Harnessing the flexibility of peptidic scaffolds to control their copper(II)-coordination properties: a potentiometric and spectroscopic study

Designing small peptides that are capable of binding Cu(2+) ions mainly through the side-chain functionalities is a hard task because the amide nitrogen atoms strongly compete for Cu(2+) ion coordination. However, the design of such peptides is important for obtaining biomimetic small systems of metalloenyzmes as well as for the development of artificial systems. With this in mind, a cyclic decapeptide, C-Asp, which contained three His residues and one Asp residue, and its linear derivative, O-Asp, were synthesized. The C-Asp peptide has two Pro-Gly β-turn-inducer units and, as a result of cyclization, and as shown by CD spectroscopy, its backbone is constrained into a more defined conformation than O-Asp, which is linear and contains a single Pro-Gly unit. A detailed potentiometric, mass spectrometric, and spectroscopic study (UV/Vis, CD, and EPR spectroscopy) showed that at a 1:1 Cu(2+)/peptide ratio, both peptides formed a major [CuHL](2+) species in the pH range 5.0-7.5 (C-Asp) and 5.5-7.0 (O-Asp). The corrected stability constants of the protonated species (log K*(CuH(O-Asp))=9.28 and log K*(CuH(C-Asp))=10.79) indicate that the cyclic peptide binds Cu(2+) ions with higher affinity. In addition, the calculated value of K(eff) shows that this higher affinity for Cu(2+) ions prevails at all pH values, not only for a 1:1 ratio but even for a 2:1 ratio. The spectroscopic data of both [CuHL](2+) species are consistent with the exclusive coordination of Cu(2+) ions by the side-chain functionalities of the three His residues and the Asp residue in a square-planar or square-pyramidal geometry.
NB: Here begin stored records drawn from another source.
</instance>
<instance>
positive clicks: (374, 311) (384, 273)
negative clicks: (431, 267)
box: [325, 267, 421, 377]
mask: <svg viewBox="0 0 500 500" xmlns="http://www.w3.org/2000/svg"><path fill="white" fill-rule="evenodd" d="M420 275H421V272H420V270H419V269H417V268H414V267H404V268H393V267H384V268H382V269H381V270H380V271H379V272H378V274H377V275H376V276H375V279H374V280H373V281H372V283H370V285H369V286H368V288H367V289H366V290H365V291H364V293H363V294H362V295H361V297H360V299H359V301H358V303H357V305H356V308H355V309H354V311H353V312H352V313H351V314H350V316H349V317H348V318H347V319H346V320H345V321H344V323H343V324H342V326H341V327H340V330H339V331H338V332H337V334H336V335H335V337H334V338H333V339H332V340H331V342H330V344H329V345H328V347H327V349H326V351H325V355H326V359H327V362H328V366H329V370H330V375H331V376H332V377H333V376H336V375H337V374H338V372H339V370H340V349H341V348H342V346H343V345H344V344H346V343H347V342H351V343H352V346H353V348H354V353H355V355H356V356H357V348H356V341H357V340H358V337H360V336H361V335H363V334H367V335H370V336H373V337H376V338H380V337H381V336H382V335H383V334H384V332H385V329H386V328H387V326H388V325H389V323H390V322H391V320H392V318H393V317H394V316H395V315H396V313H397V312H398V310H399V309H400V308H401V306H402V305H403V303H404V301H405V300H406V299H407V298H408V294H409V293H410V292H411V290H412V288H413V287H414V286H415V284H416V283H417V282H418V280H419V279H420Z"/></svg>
Nonetheless, although these data show that, upon metal coordination, both peptides adopt a similar fold, the larger conformational constraints that are present in the cyclic scaffold results in different behaviour for both [CuHL](2+) species. CD and NMR analysis revealed the formation of a more rigid structure and a slower Cu(2+)-exchange rate for [CuH(C-Asp)](2+) compared to [CuH(O-Asp](2+). This detailed comparative study shows that cyclization has a remarkable effect on the Cu(2+)-coordination properties of the C-Asp peptide, which binds Cu(2+) ions with higher affinity at all pH values, stabilizes the [CuHL](2+) species in a wider pH range, and has a slower Cu(2+)-exchange rate compared to O-Asp.